Vous paraissez surpris de me voir monsieur le conducteur de travaux.
Je conçois que notre rencontre est imprévue.
J'en profite pour me présenter :
A la fois résistant de l'ombre, et combattant de jour, je suis le plus ancien et le plus puissant défenseur de la cause animale.
Le dire ainsi peut vous paraître de facto un peu pédant.
C'est mal me connaître cher monsieur. Les préjugés sont pérennes.
Par mon apparence, vous en déduisez uniquement ma vie souterraine.
Certes, je ne suis pas celui qui déclame un poème de sa composition.
Regardez mon corps, je suis incapable de compter les pieds d'une strophe.
Pour vous, je devrais vivre parmi les produits en décomposition.
Et pourtant, jeune homme, je survit à toutes les catastrophes.
Schopenhauer, mon fils spirituel, est mon auteur préféré.
Si si, je vous assure. Je vous sens suspect d'un coup.
Sa position pour la défense de la cause animale me plait beaucoup.
Voyez vous, sa pensée résume à elle seule ma personne, mes idées et surtout mes actions.
Si Schopenhauer avait été une rocksterre, (chez nous on dit une Rocksterre et non pas une Rockstar), j'aurais été le premier à le siffler en tirant la langue, dès son apparition sur scène.
J'adore trainer dans les champs boueux des festivales de musique.
Mais je m'égare.
Je ne veux pas vous faire perdre votre temps. Vous devez déblayer tous ces débris.
Et par la même occasion, me prendre dans votre godet.
Vous direz alors m'avoir pris … sans modération.
Comme dit le poète, le verre se brisa comme un éclat de rire !
Pour autant, vous m'êtes un peu sympathique, et je me sens seul.
J'ai envie de parler après une telle journée.
Comprenez moi cher monsieur, en un mot respecter les animaux, c'est une façon de se respecter et de se défendre.
C'est la raison pour laquelle je suis vénéré.
Même si, comme tout un chacun, j'ai commis des erreurs.
Peut-être parce qu'on me craint.
Hummm depuis très très longtemps.
Mon parcours de vie est plus sinueux que celui de Schopenhauer.
Étant nettement plus ancien que lui, je vous avoue très modestement, que j'ai même inspiré une partie de ses idées.
À sa mort, je me suis lentement nourri de tout son être et de toutes ses pensées.
Un délice !
Je prolonge inlassablement son œuvre, serpente dans le sens de ses idées et marque comme lui les consciences et la terre.

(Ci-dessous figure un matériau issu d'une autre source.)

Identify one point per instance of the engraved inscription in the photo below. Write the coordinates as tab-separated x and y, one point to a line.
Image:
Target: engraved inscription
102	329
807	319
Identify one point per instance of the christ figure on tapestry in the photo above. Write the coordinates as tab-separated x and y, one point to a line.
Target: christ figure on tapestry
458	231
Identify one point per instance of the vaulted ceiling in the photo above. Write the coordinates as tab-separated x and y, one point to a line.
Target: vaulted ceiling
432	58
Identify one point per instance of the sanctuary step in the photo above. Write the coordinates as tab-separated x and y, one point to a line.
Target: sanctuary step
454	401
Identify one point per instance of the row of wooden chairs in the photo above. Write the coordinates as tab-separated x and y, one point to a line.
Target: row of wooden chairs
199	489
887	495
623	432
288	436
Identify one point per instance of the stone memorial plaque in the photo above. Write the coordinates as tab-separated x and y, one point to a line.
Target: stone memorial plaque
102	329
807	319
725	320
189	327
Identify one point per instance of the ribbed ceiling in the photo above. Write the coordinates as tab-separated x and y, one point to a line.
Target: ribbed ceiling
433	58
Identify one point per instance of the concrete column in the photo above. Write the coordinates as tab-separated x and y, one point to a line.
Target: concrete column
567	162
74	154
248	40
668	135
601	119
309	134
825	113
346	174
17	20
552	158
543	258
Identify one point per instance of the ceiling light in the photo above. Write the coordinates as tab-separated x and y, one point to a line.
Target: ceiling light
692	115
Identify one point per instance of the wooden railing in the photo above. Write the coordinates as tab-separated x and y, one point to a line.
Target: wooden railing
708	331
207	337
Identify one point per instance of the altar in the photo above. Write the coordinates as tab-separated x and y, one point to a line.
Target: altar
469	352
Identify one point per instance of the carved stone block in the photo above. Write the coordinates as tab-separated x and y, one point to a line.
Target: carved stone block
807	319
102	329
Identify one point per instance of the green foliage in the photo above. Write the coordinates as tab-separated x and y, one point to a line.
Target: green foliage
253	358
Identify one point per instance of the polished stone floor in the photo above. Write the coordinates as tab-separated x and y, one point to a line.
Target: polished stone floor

J'étire en quelque sorte ses conclusions pour les appliquer dans ma vie quotidienne de simple occupant de la terre.
Mes racines sont dans la terre humide et obscure de mes ancêtres.
Avec la lenteur du temps, petit à petit, grâce à eux, j'ai mis en application ces préceptes.
Et depuis mes premières et lointaines apparitions, on m'honore comme un dieu.
Car défendre la cause animale, c'est agir en s'opposant à vous.
Se dresser comme un cobra contre vous.
Vous qui ne respectez pas la vie animale.
Pourquoi reculez vous ? Détendez vous voyons !
J'avoue et me répète, c'est une position courageuse et honorable digne de vénération.
Et je suis vénéré car très efficace.
Et gare à vous, si vous vous mettez sur mon chemin, car j'aurai sans trembler toujours le dernier mot.
Alors que vous, vous tremblerez de peur et d'effroi, puis durant de longues minutes, de froid et de douleur.
Vous doutez de la réalité de mes propos. Je le vois dans votre regard.
Je vais vous confier le récit de mon combat le plus récent, la cause de votre présence ici.
Auparavant, sachez d'abord que cette action nécessite toute une galerie secrète de préparation : la discrétion, l'ombre et le silence.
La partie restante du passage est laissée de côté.